The Pink Cloud has gone, and as expected, reality comes down on me with full force.
What does that mean for me? Will I fall back into old habits? At the moment I am realizing that urges to substitute alcohol consumption or similar short-term rewarding habits try to get into my habitual system. Here is where it gets worse.
Reality can be an a*hole, but the consideration of getting back to where I was half a year ago is not negotiable, since I exactly know where I came from and where it will lead to.

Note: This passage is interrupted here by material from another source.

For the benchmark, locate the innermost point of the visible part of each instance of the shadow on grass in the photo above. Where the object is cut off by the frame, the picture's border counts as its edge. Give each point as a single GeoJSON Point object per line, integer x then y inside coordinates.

The only way to get through this phase of “getting” or “being worse” is to master
- Willpower to abstain from bad habits
- Surfing the urges
- Deconstructing the feelings
- Building new and more sustainable habits
- being self compassionate and open
The Willpower is definitely there. Or, the resilience to push it back and to adapt to the fact that drinking alcohol is nothing to take into consideration. Reframing and reaching out is very helpful in this process. Also, additional information sources like Podcasts, books, programs and coaching help very well.
Surfing the urges is a very helpful awareness technique to call back into my memory that the bad feelings of anxiety or hollowness are only temporarily. Plus:
Deconstructing the emotions helps to internalize the realization that going back to hazardous habits is not desirable and nothing to take into consideration.

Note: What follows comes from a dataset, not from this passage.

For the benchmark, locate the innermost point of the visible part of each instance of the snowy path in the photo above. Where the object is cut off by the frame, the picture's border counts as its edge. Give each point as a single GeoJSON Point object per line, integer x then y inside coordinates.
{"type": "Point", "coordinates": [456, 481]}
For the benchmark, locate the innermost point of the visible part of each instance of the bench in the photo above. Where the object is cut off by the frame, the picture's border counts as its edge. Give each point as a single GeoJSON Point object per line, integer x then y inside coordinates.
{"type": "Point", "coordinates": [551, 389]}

Building new and more sustainable habits takes time, but taking one step at a time is a large part of my recovery process, and the structure of habits I have established over the day delivers Micro-rewards over the day helping me to sustain sobriety and building on better habits.
Being self compassionate is a great way to deal with shame and the feeling of failure in times when you don’t stick 100% to your habits. The rebuilding of my reward system is also pretty helpful, because it keeps me mindful of the process of building sustainable habits, monitoring my process and giving me alternatives to have rewards apart from sugar, doom scrolling, eating or alcohol. This will be, however, a different post.
All in all, I can sum up by saying: It had to get worse, I had to realize that, I dealt with it, now I am building up the new house. So, I have rock bottom already behind me, but the way up can be steep and difficult.